The company also exports the samples to Australia and Hawaii, and had a factory in San Francisco until about 11 years ago.

Food samples have been around since the late Taisho to early Showa periods - for those who don't mark their time by emperors' reigns, that's roughly the 1920s to the early 1930s - and it is not clear who invented them.

Researchers say they seemed to have cropped up in several locations around the same time and began spreading throughout Japan with the advent of department store cafeterias. Now they're everywhere.

After trial and error, Iwasaki's original experiments in Osaka led to the No 1 Memorial Omelet, which still occupies a special place in company lore.

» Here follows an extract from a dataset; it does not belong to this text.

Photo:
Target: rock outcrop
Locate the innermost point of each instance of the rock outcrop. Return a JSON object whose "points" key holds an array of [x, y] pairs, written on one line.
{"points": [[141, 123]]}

Until about 20 years ago, wax food samples were created in gelatin molds made from seaweed. But the wax samples, which occupied a prominent place in the front windows of restaurants, sometimes melted under direct sunlight and broke easily, said Kurokawa.

Now, vinyl resins coaxed into realistic shapes in silicone molds are used. A special coating gives the samples a just-cooked sheen and makes them look tasty.

Most of the sample dishes are custom-made, and the process starts with a visit to the restaurant to watch the food being prepared. Sketches are made and photos are taken on site.

"We make a sample drawing that shows which items go where on the plate," said Kurokawa. "We use photos to see how to garnish a plate."

When Iwasaki gets the go-ahead from a customer, the dishes are brought to the factory where more measurements are taken and silicone molds are created. "We have to take into account the thickness of the vegetables, how the meat is sliced," said Kurokawa. "Each restaurant has its own way of cutting its meat."

A custom creation costs about Y10,000 ($A109). Some restaurants display dozens of dishes and, to economise, they rent their samples for a monthly fee, said Kurokawa.

"A lot of Japanese people also like to try to make food samples themselves," he said.

For those bitten by the wax-food creation bug, the Original Food Samples Shop offers kits for 1,905 yen so people can create wax snow cones, pizza, soba noodles, tempura, traditional rice dishes and more at home.